Será necesario para acceder a  esta “SEGUNDA OPORTUNIDAD” preparar el listado de los acreedores, con su denominación y datos, así como las sumas debidas y sus vencimientos, si eran a aplazados, sus vencimientos, también si ya se ha iniciado alguna demanda o reclamación judicial.. Hay que preparar también la relación de los bienes de los que se sea titular, inmuebles, muebles, etc. Así como la relación de los deudores con sus importes y datos. . Depósitos a plazo, cuentas corrientes y saldos etc.

Esta “SEGUNDA OPORTUNIDAD”, generará no solo la reducción o la desaparición de las deudas. Podrá dar lugar a una reducción, en su caso del pasivo, así como una posible quita y espera, que propicia la “SEGUNDA OPORTUNIDAD”, será el balón de oxígeno económico  y financiero, para seguir adelante con el negocio,  o con otra nueva actividad, con la frente alta.

Esta Ley de “SEGUNDA OPORTUNIDAD”, vigente desde el Real Decreto 1/2015, de 27 de febrero es realmente una oportunidad, de hacer frente a una situación de endeudamiento, que ahoga al deudor, que de no ampararse en ella, provoca que es crisis económica-financiera, se enquiste y eternice, y que impida el poder salir adelante de una forma legal y poco traumática. 

Por ello es recomendable, que cuando el autónomo, incluso la persona física, no necesariamente un comercial, se encuentra en esa situación de insolvencia, incapaz de atender el pago de sus deudas o los pagos periódicos, para los que intuye no va a tener recursos, haga uso de esa “Ley de SEGUNDA OPORTUNIDAD”, que en modo alguno es una humillación, sino por el contrario una vía legal y digna, que refuerza su credibilidad. Actitud distinta de  la persona que no hace frente a su situación, quedándose para siempre en las listas de morosos. Por ello debe hacer uso sin rubor ni temor de  ese instrumento legal que es la “Ley de SEGUNDA OPORTUNIDAD”.
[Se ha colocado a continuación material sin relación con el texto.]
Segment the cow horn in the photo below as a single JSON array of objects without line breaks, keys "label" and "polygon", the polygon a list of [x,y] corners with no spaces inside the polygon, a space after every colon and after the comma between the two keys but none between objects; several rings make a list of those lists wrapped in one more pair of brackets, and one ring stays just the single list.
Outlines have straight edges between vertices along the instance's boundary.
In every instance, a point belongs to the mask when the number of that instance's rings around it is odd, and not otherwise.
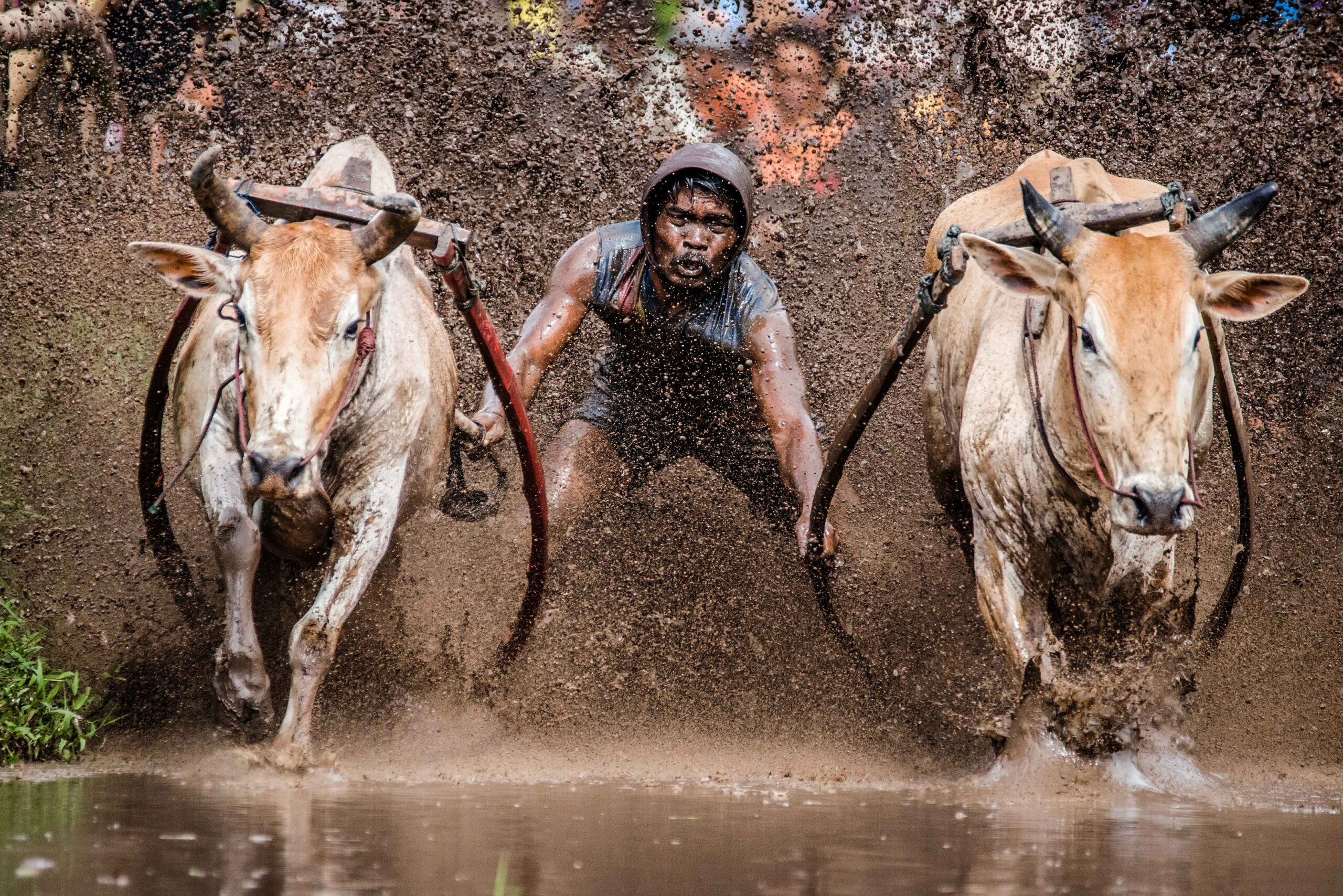
[{"label": "cow horn", "polygon": [[415,226],[419,223],[419,203],[406,193],[372,196],[364,201],[381,211],[352,236],[360,254],[364,255],[364,263],[372,265],[387,258],[415,232]]},{"label": "cow horn", "polygon": [[1021,179],[1021,204],[1026,210],[1026,223],[1035,231],[1035,238],[1045,244],[1045,249],[1065,265],[1073,261],[1072,243],[1081,232],[1077,222],[1058,211],[1058,207],[1041,196],[1025,177]]},{"label": "cow horn", "polygon": [[196,164],[191,167],[191,193],[224,239],[234,246],[251,249],[270,224],[215,173],[215,160],[222,152],[223,146],[216,144],[196,159]]},{"label": "cow horn", "polygon": [[1179,235],[1194,250],[1198,263],[1207,263],[1236,242],[1264,214],[1276,195],[1277,184],[1273,181],[1261,184],[1198,218],[1182,228]]}]

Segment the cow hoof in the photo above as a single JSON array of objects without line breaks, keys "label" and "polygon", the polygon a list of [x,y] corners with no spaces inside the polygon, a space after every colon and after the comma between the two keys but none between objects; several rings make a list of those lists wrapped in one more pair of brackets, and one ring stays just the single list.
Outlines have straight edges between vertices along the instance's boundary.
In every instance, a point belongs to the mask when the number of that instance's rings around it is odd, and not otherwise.
[{"label": "cow hoof", "polygon": [[316,763],[306,747],[295,743],[273,744],[265,754],[266,764],[281,771],[308,771]]},{"label": "cow hoof", "polygon": [[215,653],[215,696],[223,720],[248,737],[259,737],[275,717],[270,704],[270,677],[250,657]]}]

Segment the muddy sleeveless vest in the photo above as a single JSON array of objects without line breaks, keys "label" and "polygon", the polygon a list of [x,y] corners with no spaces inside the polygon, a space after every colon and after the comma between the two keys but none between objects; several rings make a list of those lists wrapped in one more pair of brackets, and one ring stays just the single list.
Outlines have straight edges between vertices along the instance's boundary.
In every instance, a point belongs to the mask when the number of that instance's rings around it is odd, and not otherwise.
[{"label": "muddy sleeveless vest", "polygon": [[[626,412],[667,420],[700,422],[759,416],[747,365],[745,339],[764,314],[782,310],[779,292],[747,254],[704,301],[667,317],[643,266],[635,290],[620,292],[631,254],[643,244],[639,222],[598,230],[600,261],[592,310],[611,330],[598,356],[596,379],[627,404]],[[622,301],[623,298],[623,301]]]}]

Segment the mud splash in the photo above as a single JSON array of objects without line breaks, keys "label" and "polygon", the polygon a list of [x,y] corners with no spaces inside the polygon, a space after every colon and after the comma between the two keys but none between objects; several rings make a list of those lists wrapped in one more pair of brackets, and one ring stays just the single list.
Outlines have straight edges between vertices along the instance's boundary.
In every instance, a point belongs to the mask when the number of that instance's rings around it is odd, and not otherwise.
[{"label": "mud splash", "polygon": [[[751,251],[780,285],[813,407],[831,426],[904,316],[936,211],[1035,149],[1182,179],[1206,201],[1279,180],[1281,200],[1226,263],[1299,273],[1315,287],[1264,326],[1232,333],[1264,549],[1221,653],[1198,670],[1187,732],[1214,767],[1277,774],[1343,760],[1343,588],[1332,560],[1343,520],[1330,485],[1343,402],[1338,4],[1311,4],[1291,23],[1266,3],[1116,1],[1086,15],[1057,3],[893,4],[802,23],[833,52],[794,47],[759,60],[731,35],[717,50],[696,43],[709,35],[702,24],[676,36],[645,4],[583,4],[568,31],[543,38],[510,21],[513,5],[349,3],[333,17],[289,4],[200,20],[197,50],[154,56],[171,74],[146,69],[152,89],[129,82],[152,117],[128,122],[120,154],[86,159],[34,140],[7,168],[0,557],[58,658],[114,673],[107,684],[132,709],[128,724],[145,732],[134,743],[150,750],[175,736],[169,720],[208,729],[211,719],[218,631],[187,626],[141,552],[132,469],[142,377],[173,298],[124,253],[130,239],[204,239],[181,183],[193,153],[224,141],[238,171],[297,183],[336,140],[372,133],[426,214],[478,232],[473,263],[508,339],[565,246],[633,216],[655,159],[712,136],[757,171],[764,157],[776,179]],[[791,83],[786,59],[825,83]],[[732,97],[705,105],[713,73],[727,70],[743,93],[778,93],[766,97],[778,103],[737,103],[740,114],[727,107]],[[665,102],[650,106],[654,94]],[[776,129],[747,132],[751,114],[766,113]],[[815,133],[783,133],[807,116]],[[586,328],[543,386],[543,443],[583,394],[602,337]],[[482,373],[459,355],[474,398]],[[919,379],[916,367],[908,376]],[[787,539],[710,473],[682,465],[618,496],[556,557],[544,622],[494,709],[501,737],[582,742],[681,725],[700,739],[815,739],[944,772],[986,768],[992,756],[976,731],[1011,688],[927,488],[915,390],[897,391],[850,463],[837,580],[841,614],[898,682],[889,700],[827,643]],[[1225,446],[1214,454],[1201,470],[1210,510],[1199,560],[1190,541],[1179,572],[1180,587],[1202,583],[1203,594],[1225,574],[1233,513]],[[192,501],[176,496],[172,510],[218,603]],[[462,697],[522,592],[522,519],[514,496],[492,523],[411,523],[324,692],[320,736],[334,750],[404,724],[402,711],[420,700]],[[612,548],[607,531],[638,549]],[[269,672],[283,689],[285,638],[314,582],[267,562],[259,583]]]},{"label": "mud splash", "polygon": [[[0,880],[140,893],[1331,893],[1338,809],[712,782],[0,789]],[[16,880],[17,879],[17,880]]]}]

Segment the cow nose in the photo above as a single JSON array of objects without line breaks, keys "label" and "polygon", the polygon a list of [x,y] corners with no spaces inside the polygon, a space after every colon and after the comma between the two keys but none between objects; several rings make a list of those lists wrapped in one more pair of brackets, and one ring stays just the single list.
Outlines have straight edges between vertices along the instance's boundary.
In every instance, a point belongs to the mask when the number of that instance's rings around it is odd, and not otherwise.
[{"label": "cow nose", "polygon": [[1185,489],[1170,489],[1167,492],[1133,489],[1133,504],[1138,505],[1138,521],[1162,529],[1175,528],[1185,500]]},{"label": "cow nose", "polygon": [[252,470],[252,485],[261,485],[270,477],[277,477],[285,485],[293,485],[293,480],[298,476],[302,469],[304,461],[297,457],[286,457],[279,461],[266,457],[265,454],[252,453],[251,455],[251,470]]}]

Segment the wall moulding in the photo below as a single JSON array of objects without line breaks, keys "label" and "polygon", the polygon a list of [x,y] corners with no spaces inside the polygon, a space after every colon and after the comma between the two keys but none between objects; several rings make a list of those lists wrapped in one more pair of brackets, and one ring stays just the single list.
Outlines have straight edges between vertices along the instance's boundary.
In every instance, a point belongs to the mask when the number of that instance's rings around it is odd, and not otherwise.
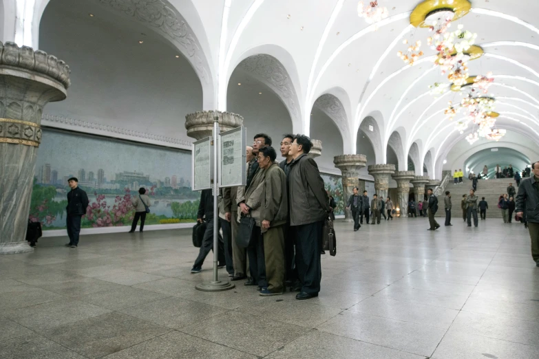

Requisitos para acogerse a la ley de Segunda Oportunidad

A modo de resumen, “LOS TRÁMITES Y REQUISITOS PARA LA SEGUNDA OPORTUNIDAD”, conforme el antes mencionado artículo  178 de la Ley Concursal, y la propia “LEY DE SEGUNDA OPORTUNIDAD”:

a).- Que no haya sido considerado “culpable, en el concurso no hay mediado culpa grave o dolo, intención de defraudar o falsificar documentos contables”, etc.

b).- Que no se haya obtenido el beneficio de “SEGUNDA OPORTUNIDAD”, en los diez últimos años anteriores.

c).- Que el solicitante, no haya sido condenado por delitos económicos, patrimoniales, societarios, falsedad documental, y que tampoco tenga un procedimiento penal en curso.

d).- Haber satisfecho los créditos contra la masa, es decir aquellos créditos generados con posterioridad a la declaración de concurso, y los denominados  “privilegiados”, como hipotecas, Seguridad, Social, etc.

e). El solicitante deberá aceptar su inclusión en la lista del “Registro Público Concursal”

f).- No haber rechazado ofertas de trabajo. Esos trabajos deberán ser de conformidad con su especialidad.